British Army soldier

Staff Sergeant Thomas McKay MBE (died 17 November 2005), known as "Tam the Gun", was the District Gunner with 105th Regiment Royal Artillery from 1979 until 2005. During that time, McKay was responsible for the daily firing of the One O'Clock Gun at Edinburgh Castle, becoming the longest-serving holder of the post.

McKay was born in Lochgelly, Fife, and grew up in Musselburgh. He joined 529 Company Royal Army Service Corps, part of the Territorial Army.

The One O'clock Gun is a time signal, given at 1.00pm Monday to Saturday, and has been operating since 1861. McKay began firing the gun in July 1979, and during his long service became a recognisable Edinburgh character. At that time, the gun was a 25-pound Howitzer, although this was replaced with a L118 Light Gun, brought into service on 30 November 2001, with "Tam the Gun" firing the first round. In 1999, Sergeant McKay was awarded the MBE by the Queen, for his services to the Territorial Army.

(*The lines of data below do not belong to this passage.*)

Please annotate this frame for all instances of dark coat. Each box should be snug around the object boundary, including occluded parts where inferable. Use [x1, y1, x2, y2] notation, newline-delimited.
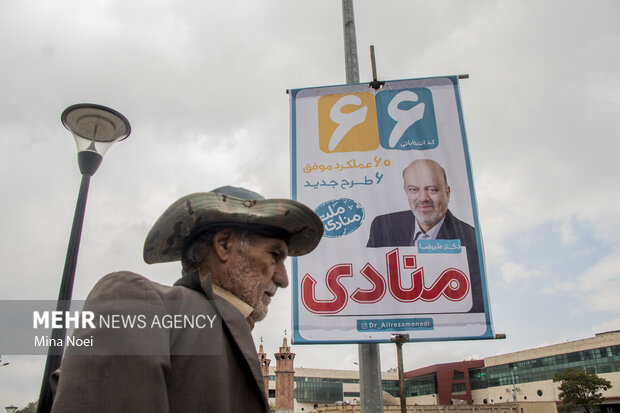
[366, 209, 484, 312]
[52, 272, 269, 413]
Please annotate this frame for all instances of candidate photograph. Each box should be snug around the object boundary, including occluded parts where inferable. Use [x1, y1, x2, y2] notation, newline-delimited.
[366, 159, 484, 312]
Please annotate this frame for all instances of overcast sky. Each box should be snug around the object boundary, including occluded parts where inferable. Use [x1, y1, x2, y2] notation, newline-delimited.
[0, 0, 620, 407]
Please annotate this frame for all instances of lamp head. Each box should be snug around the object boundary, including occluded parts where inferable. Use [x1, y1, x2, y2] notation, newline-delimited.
[60, 103, 131, 175]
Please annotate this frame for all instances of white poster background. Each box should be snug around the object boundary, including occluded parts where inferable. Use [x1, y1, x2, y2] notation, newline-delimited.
[291, 77, 494, 343]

Sergeant McKay was instrumental in setting up the One O'Clock Gun exhibition within the castle, obtaining funding from the National Lottery and Historic Scotland. The exhibition, initially temporary but now permanent, explains the origins of Edinburgh's time signals, first established in the 1840s by Charles Piazzi Smyth, the Astronomer Royal for Scotland. McKay also floated the idea of sponsorship of the One O'clock Gun, in order to secure its future. He undertook fundraising work for the Army Benevolent Fund, and in 2002 published a book of anecdotes and history relating to the gun, entitled, What Time Does Edinburgh's One O'clock Gun Fire?, the proceeds of which went towards the fund. McKay also appeared on BBC Scotland's Hogmanay Live programme, firing the gun to mark the New Year. He continued to fire the gun until his retirement on 27 January 2005. He died at his home in Dunfermline at the age of 60.

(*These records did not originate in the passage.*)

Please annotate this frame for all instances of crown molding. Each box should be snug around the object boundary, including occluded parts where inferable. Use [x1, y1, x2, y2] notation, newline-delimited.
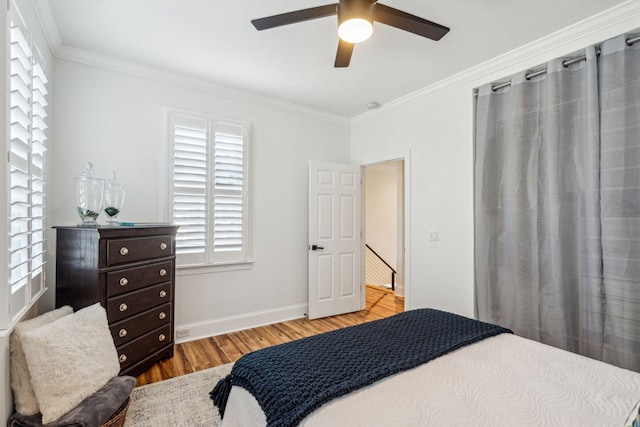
[29, 0, 62, 56]
[351, 0, 640, 124]
[29, 0, 350, 126]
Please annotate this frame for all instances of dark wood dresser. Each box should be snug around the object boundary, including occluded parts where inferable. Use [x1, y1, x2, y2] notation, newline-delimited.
[54, 225, 178, 376]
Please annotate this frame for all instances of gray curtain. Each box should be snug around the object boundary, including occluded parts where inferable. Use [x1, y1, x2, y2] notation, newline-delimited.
[599, 37, 640, 372]
[475, 36, 640, 371]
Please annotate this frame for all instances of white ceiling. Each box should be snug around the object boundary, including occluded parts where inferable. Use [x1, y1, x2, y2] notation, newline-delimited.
[41, 0, 634, 117]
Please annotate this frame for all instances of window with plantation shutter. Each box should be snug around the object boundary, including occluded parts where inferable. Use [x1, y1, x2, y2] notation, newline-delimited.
[170, 114, 249, 266]
[0, 3, 48, 328]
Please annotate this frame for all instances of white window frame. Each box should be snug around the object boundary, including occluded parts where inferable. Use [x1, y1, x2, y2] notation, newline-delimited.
[0, 1, 48, 336]
[164, 109, 252, 275]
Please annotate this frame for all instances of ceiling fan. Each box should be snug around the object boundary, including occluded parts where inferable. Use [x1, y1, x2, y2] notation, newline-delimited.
[251, 0, 449, 67]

The name Tam the Gun was given to a GNER Class 91 locomotive, No.91122, in June 2006 in honour of Sergeant McKay. The locomotive was named by his widow in an official ceremony at Edinburgh Waverley. The name formerly carried on the locomotive was Double Trigger, and along with the rest of the class, lost the name when National Express East Coast took over the franchise.